Cette affirmation n’émane pas d’un farfelu mais d’un inventeur, entrepreneur et théoricien américain, Ray Kurzweil. Dans l’entretien qu’il a accordé au journaliste Frédéric Joignot, ce futurologue réputé pour la fiabilité de ses prévisions dit les choses suivantes :

« Si vous achetez un I-phone aujourd'hui, il sera beaucoup plus élaboré que celui acheté deux ans auparavant, et coûtera 2 fois moins… Or, nous assistons au même processus d'accélération avec l'énergie solaire. Elle se multiplie par 2 tous les 2 ans, et cela depuis 20 ans. (…) Pour l'instant, l'énergie solaire a encore besoin de subventions gouvernementales, ou de régimes spéciaux, et la plupart des états les encouragent. Mais nous sommes à quelques années de la parité avec les autres sources d'énergie. Bientôt, beaucoup d'entrepreneurs s'y rallieront, même plus par souci de l'environnement, mais parce que cette énergie sera moins chère… (…) D'ici 15 ans, nous aurons une multiplication par 8 chaque année.
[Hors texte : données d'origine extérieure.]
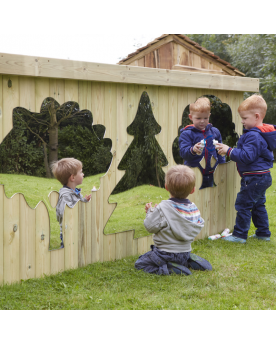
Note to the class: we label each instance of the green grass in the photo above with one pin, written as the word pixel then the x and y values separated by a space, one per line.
pixel 243 277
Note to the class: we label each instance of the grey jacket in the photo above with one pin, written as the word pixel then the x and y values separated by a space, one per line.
pixel 66 197
pixel 173 233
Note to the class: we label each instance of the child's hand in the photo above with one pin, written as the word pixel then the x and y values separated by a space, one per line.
pixel 88 197
pixel 197 148
pixel 149 205
pixel 222 149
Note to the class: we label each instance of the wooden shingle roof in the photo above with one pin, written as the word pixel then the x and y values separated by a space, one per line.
pixel 189 41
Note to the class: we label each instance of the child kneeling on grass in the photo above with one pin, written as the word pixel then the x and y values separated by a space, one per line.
pixel 254 158
pixel 175 223
pixel 68 171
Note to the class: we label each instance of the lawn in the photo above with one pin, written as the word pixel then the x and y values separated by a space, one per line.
pixel 243 277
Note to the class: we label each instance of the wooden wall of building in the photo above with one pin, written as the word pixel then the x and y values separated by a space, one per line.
pixel 24 253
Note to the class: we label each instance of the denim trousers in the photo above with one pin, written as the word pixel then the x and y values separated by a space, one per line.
pixel 250 203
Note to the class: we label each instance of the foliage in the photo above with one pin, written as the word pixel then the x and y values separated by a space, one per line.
pixel 27 147
pixel 144 159
pixel 21 153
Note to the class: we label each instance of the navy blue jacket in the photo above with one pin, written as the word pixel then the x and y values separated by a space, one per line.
pixel 254 150
pixel 189 137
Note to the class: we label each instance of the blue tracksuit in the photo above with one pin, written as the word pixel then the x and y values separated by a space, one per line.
pixel 188 138
pixel 254 158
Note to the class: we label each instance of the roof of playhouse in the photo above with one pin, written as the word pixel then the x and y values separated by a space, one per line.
pixel 178 52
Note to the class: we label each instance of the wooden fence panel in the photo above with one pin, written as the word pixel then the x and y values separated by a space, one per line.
pixel 70 231
pixel 42 240
pixel 11 239
pixel 2 196
pixel 27 243
pixel 10 101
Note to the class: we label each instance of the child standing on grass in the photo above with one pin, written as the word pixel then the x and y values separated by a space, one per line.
pixel 68 171
pixel 175 223
pixel 254 158
pixel 191 136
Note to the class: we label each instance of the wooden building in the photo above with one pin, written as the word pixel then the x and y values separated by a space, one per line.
pixel 178 52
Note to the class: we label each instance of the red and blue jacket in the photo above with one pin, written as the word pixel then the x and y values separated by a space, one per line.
pixel 189 137
pixel 253 154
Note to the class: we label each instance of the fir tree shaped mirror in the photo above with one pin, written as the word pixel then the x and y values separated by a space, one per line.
pixel 221 118
pixel 144 179
pixel 38 139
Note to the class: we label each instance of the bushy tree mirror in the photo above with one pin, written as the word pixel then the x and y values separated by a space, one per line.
pixel 38 139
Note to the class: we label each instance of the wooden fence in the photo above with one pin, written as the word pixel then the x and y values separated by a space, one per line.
pixel 25 232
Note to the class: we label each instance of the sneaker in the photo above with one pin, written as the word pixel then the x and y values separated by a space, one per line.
pixel 234 239
pixel 178 269
pixel 267 239
pixel 197 263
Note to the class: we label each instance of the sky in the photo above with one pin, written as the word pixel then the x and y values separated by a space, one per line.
pixel 107 31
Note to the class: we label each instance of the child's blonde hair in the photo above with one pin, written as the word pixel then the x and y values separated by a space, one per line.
pixel 255 103
pixel 180 181
pixel 64 168
pixel 202 105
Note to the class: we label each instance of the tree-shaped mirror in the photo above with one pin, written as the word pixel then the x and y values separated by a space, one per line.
pixel 144 179
pixel 221 127
pixel 39 139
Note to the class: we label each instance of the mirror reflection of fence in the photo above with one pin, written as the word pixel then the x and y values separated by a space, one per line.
pixel 144 179
pixel 38 139
pixel 221 118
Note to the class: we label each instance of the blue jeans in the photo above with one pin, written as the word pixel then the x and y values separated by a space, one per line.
pixel 251 203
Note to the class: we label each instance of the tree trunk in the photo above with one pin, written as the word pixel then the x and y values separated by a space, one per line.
pixel 157 175
pixel 47 168
pixel 53 135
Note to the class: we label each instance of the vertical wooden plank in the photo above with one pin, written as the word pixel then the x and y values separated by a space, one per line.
pixel 27 93
pixel 1 111
pixel 85 95
pixel 120 245
pixel 27 239
pixel 2 234
pixel 57 90
pixel 10 101
pixel 42 227
pixel 71 92
pixel 53 198
pixel 88 248
pixel 70 230
pixel 109 247
pixel 142 245
pixel 98 111
pixel 11 239
pixel 42 91
pixel 82 231
pixel 57 260
pixel 163 120
pixel 122 137
pixel 94 227
pixel 172 122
Voilà pourquoi je pense que d'ici 20 ans, nous pourrons alors satisfaire 100% de nos besoins en énergie grâce au solaire. L'énergie du soleil nous est donnée gratuitement, elle est plus propre que toutes les autres, nous savons comment la convertir, rien n'arrêtera ce processus.

Plus loin, dans le même article, il ajoute :

La production d'énergie nucléaire apparaît aujourd'hui comme une vieille technique industrielle ultra-centralisée, obsolète, et surtout très dangereuse. Si elle ne pollue pas à la façon des énergies fossiles, en émettant du CO2, elle présente le risque permanent de tourner au désastre comme hier à Three Miles Island, et aujourd'hui au Japon. Je déconseille à quiconque d'investir dans les nouvelles implantations nucléaires, qui, en plus d'être à haut risque, prennent beaucoup de temps à mettre en place. L'arrivée de l'énergie solaire va être beaucoup plus rapide, elle peut être mise en œuvre de façon décentralisée, propre, efficace, sans danger, renouvelable. Nous entrons dans une période d'intérim, où nous allons encore dépendre du pétrole, du charbon et du nucléaire, mais l'arrivée des énergies renouvelables, et d'abord du solaire, jusqu'à couvrir 100% des nos besoins ne prendra pas plus de 20 ans.

Ray Kurzweil aura-t-il une fois de plus raison dans ses prévisions ? On le souhaite. Quand les Etats-Unis déploieront leur puissance industrielle pour développer massivement l’énergie solaire, ils pourront sans doute assurer une part importante de leur indépendance énergétique grâce au photovoltaïque. Ils ont un territoire immense et de grandes zones très ensoleillées et désertiques dans les états du sud. Pour la France et l’Europe, il faudra sans doute mêler le solaire, l’éolien, l’hydraulique et la biomasse pour se passer des énergies fossiles.

Depuis ces derniers mois, une nouvelle voie s’ouvre à l’énergie solaire : l’émergence de démocraties au sud de la méditerranée offre une occasion de bâtir des coopérations techniques et industrielles entre l’Europe et le Maghreb. Le soleil très abondant au sud de la méditerranée pourrait contribuer à alimenter l’Europe en énergie propre et renouvelable. Le projet industriel DESERTEC (voir articles publiés sur ce site) pourrait servir de support à cette coopération. Acheter de l’énergie solaire aux pays ensoleillés du sud n’est pas une nouvelle forme de colonialisme car la ressource qui servirait de monnaie d’échange, le rayonnement solaire, est inépuisable et son « exploitation » se ferait avec un minimum de contreparties négatives pour l’environnement, sinon une consommation d’espace pour l’implantation des centrales photovoltaïques. Dans une perspective sur vingt ans, le projet Desertec et d’autres projets similaires pourraient permettre de bénéficier d’une énergie propre, sûre et garantie sur le long terme. Il ne faut donc pas avoir peur de sortir du nucléaire, des alternatives existent et le recours massif à l’énergie solaire est l’une des perspectives les plus stimulantes pour construire un nouveau monde libéré des catastrophes nucléaires à répétition.